Ni siquiera fue preciso que abriera. El joven puso la
mano en el picaporte, se quitó el sombrero y fue entrando en su vida.
Aquella noche, recostada sobre su hombro, pensó en los
lindos hijos que tendría para que su felicidad fuera aún mayor.
Y fue feliz por algún tiempo. Pero si el hombre había
pensado en hijos, pronto lo olvidó. Una vez que descubrió el poder del telar, sólo
pensó en todas las cosas que éste podía darle.
–Necesitamos una casa mejor –le dijo a su mujer. Y a
ella le pareció justo, porque ahora eran dos. Le exigió que escogiera las más bellas
lanas color ladrillo, hilos verdes para las puertas y las ventanas, y prisa para
que la casa estuviera lista lo antes posible.
Pero una vez que la casa estuvo terminada, no le pareció
suficiente.
–¿Por qué tener una casa si podemos tener un palacio?
–preguntó. Sin esperar respuesta, ordenó inmediatamente que fuera de piedra con
terminaciones de plata.
Días y días, semanas y meses trabajó la joven tejiendo
techos y puertas, patios y escaleras y salones y pozos. Afuera caía la nieve, pero
ella no tenía tiempo para llamar al sol. Cuando llegaba la noche, ella no tenía
tiempo para rematar el día. Tejía y entristecía, mientras los peines batían sin
parar al ritmo de la lanzadera.
Finalmente el palacio quedó listo. Y entre tantos ambientes,
el marido escogió para ella y su telar el cuarto más alto, en la torre más alta.
–Es para que nadie sepa lo del tapiz –dijo. Y antes
de poner llave a la puerta le advirtió:
–Faltan los establos. ¡Y no olvides los caballos!
La mujer tejía sin descanso los caprichos de su marido,
llenando el palacio de lujos, los cofres de monedas, las salas de criados. Tejer
era todo lo que hacía. Tejer era todo lo que quería hacer.
Y tejiendo y tejiendo, ella misma trajo el tiempo en
que su tristeza le pareció más grande que el palacio, con riquezas y todo. Y por
primera vez pensó que sería bueno estar sola nuevamente.

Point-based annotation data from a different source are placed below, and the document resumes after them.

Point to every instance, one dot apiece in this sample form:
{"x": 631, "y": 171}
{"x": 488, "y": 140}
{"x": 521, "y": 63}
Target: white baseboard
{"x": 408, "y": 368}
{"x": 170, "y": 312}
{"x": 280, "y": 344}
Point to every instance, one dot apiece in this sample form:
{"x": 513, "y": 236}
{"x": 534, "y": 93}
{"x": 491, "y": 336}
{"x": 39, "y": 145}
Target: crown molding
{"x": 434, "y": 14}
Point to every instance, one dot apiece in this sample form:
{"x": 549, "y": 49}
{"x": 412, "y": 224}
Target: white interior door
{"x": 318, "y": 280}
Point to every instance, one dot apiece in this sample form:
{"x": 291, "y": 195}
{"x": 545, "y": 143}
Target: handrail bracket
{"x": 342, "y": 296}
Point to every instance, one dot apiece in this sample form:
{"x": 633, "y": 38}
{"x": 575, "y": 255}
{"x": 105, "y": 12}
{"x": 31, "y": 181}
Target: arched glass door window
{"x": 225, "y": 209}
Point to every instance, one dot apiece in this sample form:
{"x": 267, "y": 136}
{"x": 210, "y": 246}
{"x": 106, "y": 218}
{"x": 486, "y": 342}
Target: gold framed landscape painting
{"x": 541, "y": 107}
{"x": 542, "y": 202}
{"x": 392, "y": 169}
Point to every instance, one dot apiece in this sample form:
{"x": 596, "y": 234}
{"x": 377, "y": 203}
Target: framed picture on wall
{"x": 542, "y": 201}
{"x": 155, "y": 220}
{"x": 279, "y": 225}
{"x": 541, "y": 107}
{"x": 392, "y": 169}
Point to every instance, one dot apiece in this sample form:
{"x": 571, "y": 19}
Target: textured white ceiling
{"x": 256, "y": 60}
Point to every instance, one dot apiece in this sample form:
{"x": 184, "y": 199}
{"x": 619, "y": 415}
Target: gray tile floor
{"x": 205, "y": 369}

Sólo esperó que llegara el anochecer. Se levantó mientras
su marido dormía soñando con nuevas exigencias. Descalza, para no hacer ruido, subió
la larga escalera de la torre y se sentó al telar.
Esta vez no necesitó elegir ningún hilo. Tomó la lanzadera
del revés y, pasando velozmente de un lado para otro, comenzó a destejer su tela.

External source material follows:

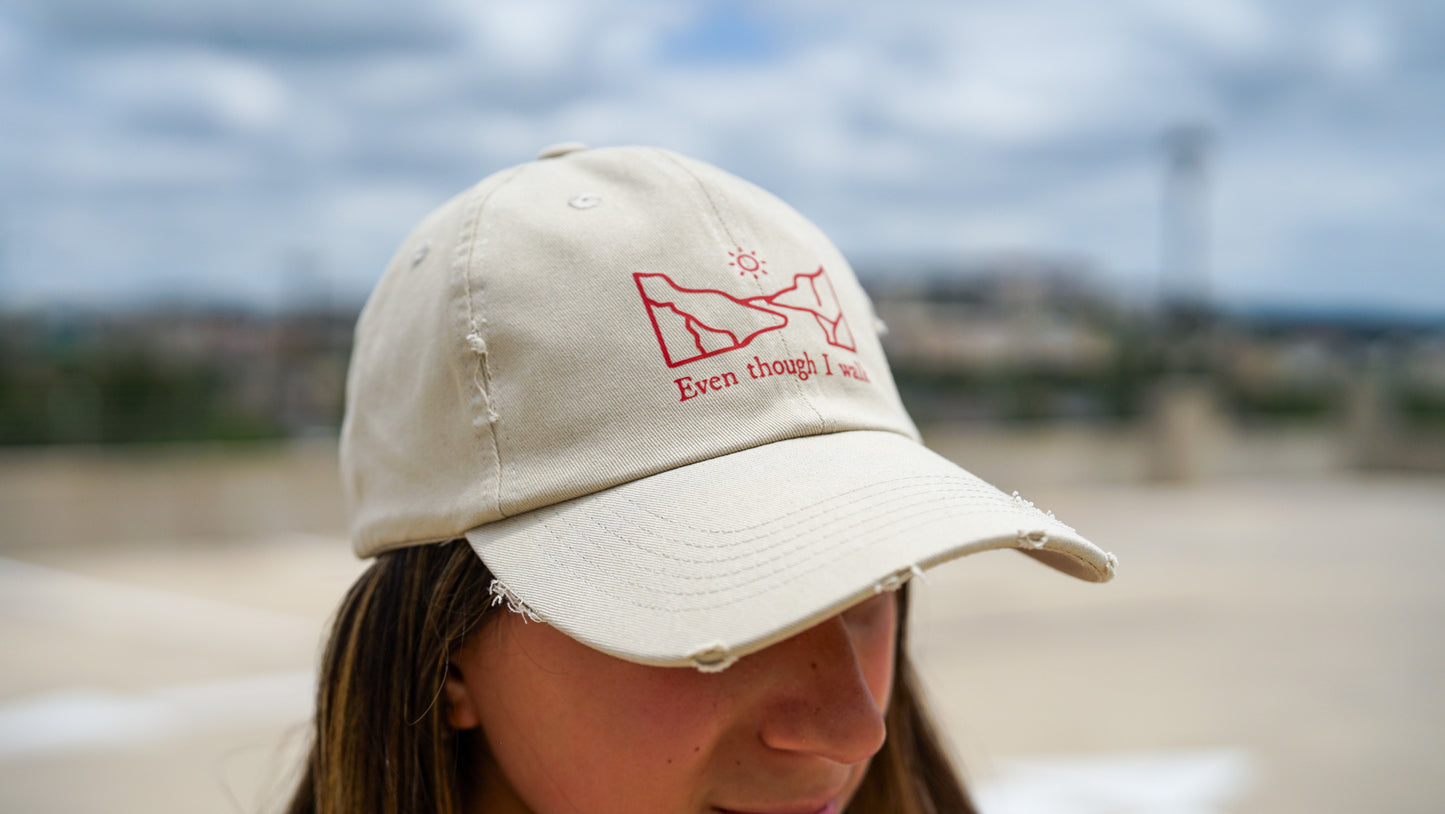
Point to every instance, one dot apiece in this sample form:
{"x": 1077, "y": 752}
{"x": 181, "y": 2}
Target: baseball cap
{"x": 653, "y": 399}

Destejió los caballos, los carruajes, los establos, los jardines. Luego destejió
a los criados y al palacio con todas las maravillas que contenía. Y nuevamente se
vio en su pequeña casa y sonrió mirando el jardín a través de la ventana.
La noche estaba terminando, cuando el marido se despertó
extrañado por la dureza de la cama. Espantado, miró a su alrededor. No tuvo tiempo
de levantarse. Ella ya había comenzado a deshacer el oscuro dibujo de sus zapatos
y él vio desaparecer sus pies, esfumarse sus piernas. Rápidamente la nada subió
por el cuerpo, tomó el pecho armonioso, el sombrero con plumas.
Entonces, como si hubiese percibido la llegada del sol,
la muchacha eligió una hebra clara. Y fue pasándola lentamente entre los hilos,
como un delicado trazo de luz que la mañana repitió en la línea del horizonte.